De arbeidskundige beoordeling
16. Eiseres voert aan dat zij niet in staat is om de door de arbeidsdeskundige bezwaar en beroep geselecteerde functies uit te voeren. Enerzijds omdat zij meer beperkt is dan door het UWV werd aangenomen, anderzijds omdat volgens eiseres de door de verzekeringsarts bezwaar en beroep vastgestelde belastbaarheid wordt overschreden. Zij benoemt per functie specifieke elementen.
17. Zoals de rechtbank al heeft beoordeeld blijft de door de verzekeringsarts bezwaar en beroep vastgestelde belastbaarheid in stand. De arbeidskundige gronden van eiseres komen overeen met de gronden in bezwaar. Dat heeft de gemachtigde van eiseres op de zitting ook erkend. De arbeidsdeskundige bezwaar en beroep heeft in zijn rapport van 13 mei 2019 al gereageerd op deze gronden. Eiseres heeft in beroep niet duidelijk gemaakt waarom de weerlegging door de arbeidsdeskundige bezwaar en beroep niet klopt. De rechtbank ziet geen aanleiding om te oordelen dat de beoordeling door de arbeidsdeskundige bezwaar en beroep onjuist is.
18. Naar het oordeel van de rechtbank heeft het UWV terecht geconcludeerd dat eiseres meer dan 65% arbeidsgeschikt is. De Ziektewetuitkering van eiseres is daarom terecht per 11 mei 2019 beëindigd.
Conclusie
19. Naar het oordeel van de rechtbank is de beslissing op bezwaar in strijd met artikel 7:12 van de Algemene wet bestuursrecht onvoldoende gemotiveerd. Het beroep is gegrond en de rechtbank vernietigt de beslissing op bezwaar. Het UWV heeft de Ziektewetuitkering van eiseres echter wel terecht per 11 mei 2019 beëindigd. De rechtbank ziet daarom aanleiding om de rechtsgevolgen van de beslissing op bezwaar in stand te laten.
20. Omdat de rechtbank het beroep gegrond verklaart, bepaalt de rechtbank dat het UWV aan eiseres het door haar betaalde griffierecht (€ 47,-) vergoedt. De rechtbank veroordeelt het UWV in de door eiseres gemaakte proceskosten.

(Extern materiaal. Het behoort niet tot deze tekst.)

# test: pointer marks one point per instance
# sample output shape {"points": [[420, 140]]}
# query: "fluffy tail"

Deze kosten stelt de rechtbank op grond van het Besluit proceskosten bestuursrecht voor de door een derde beroepsmatig verleende rechtsbijstand vast op € 1.050,- (1 punt voor het indienen van het beroepschrift en 1 punt voor de zitting met een waarde per punt van € 525,- met een wegingsfactor 1).

Beslissing

De rechtbank:
- verklaart het beroep gegrond;
- vernietigt de beslissing op bezwaar van 14 mei 2019;
- bepaalt dat de rechtsgevolgen van de vernietigde beslissing op bezwaar in stand blijven;
- draagt het UWV op het betaalde griffierecht van € 47,- aan eiseres te vergoeden;
- veroordeelt het UWV in de proceskosten van eiseres tot een bedrag van € 1.050,-.
Deze uitspraak is gedaan op 7 juli 2020 door mr. R.C. Stijnen, rechter, in aanwezigheid van mr. M. van der Knijff, griffier. Als gevolg van maatregelen rondom het Coronavirus is deze uitspraak niet uitgesproken op een openbare uitsprakenzitting. Zodra het openbaar uitspreken weer mogelijk is, wordt deze uitspraak, voor zover nodig, alsnog in het openbaar uitgesproken.
De griffier is niet in de gelegenheid
deze uitspraak te ondertekenen.
griffier
rechter
Een afschrift van deze uitspraak is verzonden aan partijen op:

Hoger beroep

Tegen deze uitspraak kan binnen zes weken na de dag van verzending daarvan hoger beroep worden ingesteld bij de Centrale Raad van Beroep.